I looked around in awe. Helena continued talking softly in my ear, holding my arm as my body shook.

“The turbines are something you will see throughout the land. We have many wind plants, most of them among the mountain gaps that produce wind funnelling. One wind machine can produce enough electricity for up to four hundred homes a year, and the solar panels on the buildings also help generate energy.”

I listened to her but barely heard a word. My ears were tuned in to the conversations around me, to the sounds of the monstrous wind-turbine blades breaking through the air. My nose was adjusting to the crisp freshness that seemed to fill my lungs with cool air in one small breath. My attention turned to the market stall closest to us.

“It’s a mobile phone,” a British gentleman explained to an elderly stall owner.

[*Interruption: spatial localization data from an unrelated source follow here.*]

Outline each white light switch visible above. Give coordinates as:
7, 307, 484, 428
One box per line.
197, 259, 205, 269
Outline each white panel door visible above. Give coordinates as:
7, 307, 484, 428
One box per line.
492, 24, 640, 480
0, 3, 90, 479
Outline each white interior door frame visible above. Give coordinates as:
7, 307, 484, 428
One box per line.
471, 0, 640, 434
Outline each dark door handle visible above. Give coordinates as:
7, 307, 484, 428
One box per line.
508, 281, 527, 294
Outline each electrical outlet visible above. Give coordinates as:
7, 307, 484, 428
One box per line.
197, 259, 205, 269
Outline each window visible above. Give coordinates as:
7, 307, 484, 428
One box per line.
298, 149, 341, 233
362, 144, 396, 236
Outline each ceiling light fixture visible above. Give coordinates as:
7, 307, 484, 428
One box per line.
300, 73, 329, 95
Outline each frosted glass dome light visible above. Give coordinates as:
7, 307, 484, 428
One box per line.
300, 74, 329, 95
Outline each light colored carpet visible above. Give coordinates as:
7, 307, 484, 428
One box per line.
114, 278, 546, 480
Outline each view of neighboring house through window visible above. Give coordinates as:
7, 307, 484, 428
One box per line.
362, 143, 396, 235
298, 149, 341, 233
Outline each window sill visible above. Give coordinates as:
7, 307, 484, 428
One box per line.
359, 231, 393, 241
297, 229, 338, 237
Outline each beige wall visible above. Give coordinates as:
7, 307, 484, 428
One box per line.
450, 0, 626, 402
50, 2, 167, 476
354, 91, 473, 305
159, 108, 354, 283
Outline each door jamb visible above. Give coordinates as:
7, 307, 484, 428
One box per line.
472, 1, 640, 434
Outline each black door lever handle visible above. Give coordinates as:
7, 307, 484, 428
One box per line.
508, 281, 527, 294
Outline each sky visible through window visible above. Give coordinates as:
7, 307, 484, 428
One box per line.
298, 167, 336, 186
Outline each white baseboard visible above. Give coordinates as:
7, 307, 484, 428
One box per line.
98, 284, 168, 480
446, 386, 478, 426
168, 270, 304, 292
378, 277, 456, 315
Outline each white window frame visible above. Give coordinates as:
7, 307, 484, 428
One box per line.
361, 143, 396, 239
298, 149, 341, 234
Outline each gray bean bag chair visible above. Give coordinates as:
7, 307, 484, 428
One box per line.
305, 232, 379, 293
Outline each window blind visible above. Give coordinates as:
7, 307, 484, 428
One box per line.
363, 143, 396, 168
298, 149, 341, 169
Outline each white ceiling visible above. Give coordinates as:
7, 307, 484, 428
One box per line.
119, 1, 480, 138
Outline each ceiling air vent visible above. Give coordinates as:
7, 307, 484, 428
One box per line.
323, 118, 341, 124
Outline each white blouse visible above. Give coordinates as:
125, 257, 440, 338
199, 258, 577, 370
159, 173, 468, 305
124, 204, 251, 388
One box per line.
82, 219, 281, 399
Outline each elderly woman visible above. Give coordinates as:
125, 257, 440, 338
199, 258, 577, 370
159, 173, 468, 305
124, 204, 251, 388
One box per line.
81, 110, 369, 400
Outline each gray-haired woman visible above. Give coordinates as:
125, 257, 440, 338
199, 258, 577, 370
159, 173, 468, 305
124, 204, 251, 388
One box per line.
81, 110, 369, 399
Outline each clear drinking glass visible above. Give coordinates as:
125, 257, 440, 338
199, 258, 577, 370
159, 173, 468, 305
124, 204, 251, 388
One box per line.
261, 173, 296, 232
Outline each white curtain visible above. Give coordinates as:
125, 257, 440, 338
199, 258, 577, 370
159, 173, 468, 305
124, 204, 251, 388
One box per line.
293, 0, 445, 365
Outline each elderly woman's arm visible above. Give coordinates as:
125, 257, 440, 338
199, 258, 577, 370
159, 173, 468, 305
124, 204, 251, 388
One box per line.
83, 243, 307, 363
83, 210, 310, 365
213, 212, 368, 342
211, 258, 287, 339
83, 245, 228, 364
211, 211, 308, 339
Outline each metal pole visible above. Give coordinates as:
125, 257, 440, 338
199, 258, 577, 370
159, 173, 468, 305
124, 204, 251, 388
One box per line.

“What use have I for a mobile phone?” The Caribbean stall owner dismissed him, laughing. “I’ve heard those things don’t even work here.”

“They don’t, but-”

“But nothing. I have been here forty-five years, three months, and ten days.” He held his head high. “And I don’t see how this music box is a fair trade for a phone that doesn’t work.”

The customer stopped fuming and appeared to view him with more respect. “Well, I’ve been here only four years,” he explained politely, “so let me show you what phones can do now.” He held the phone up in the air, pointed it at the stall owner and it made a clicking sound. He showed the screen to the salesman.

“Ah!” He started laughing. “It’s a camera! Why didn’t you say?”

“Well, it’s a camera phone but, even better, look at this. The person who owned it took a whole pile of photos of themselves and whatever country they live in.” He scrolled down the phone.

The stall owner handled it gently.

“Somebody here might know these people,” the customer said softly.

“Ah, yes, mon,” the salesman replied gently, nodding. “This is very precious indeed.”

“Come on, let’s go,” Helena whispered, leading me by the arm.

I began to move as though on autopilot, looking around open-mouthed at all the people. We passed the customer and stall owner; they both nodded and smiled. “Welcome.”

I just stared back.

Two children playing hopscotch stopped their game on hearing the men’s salutation. “Welcome.” They both gave me toothless grins.

Helena led me through the crowd, through the choruses of welcomes, the nods and smiles of well-wishers. Helena acknowledged them all politely for me. We walked across the street toward the large wooden two-story building with a decked porch across the front. An intricate carving of a scroll and theatrical feathered pen decorated the door. Helena pushed the door open and the scroll and feather halved as though bowing and holding out their arms to make way for us.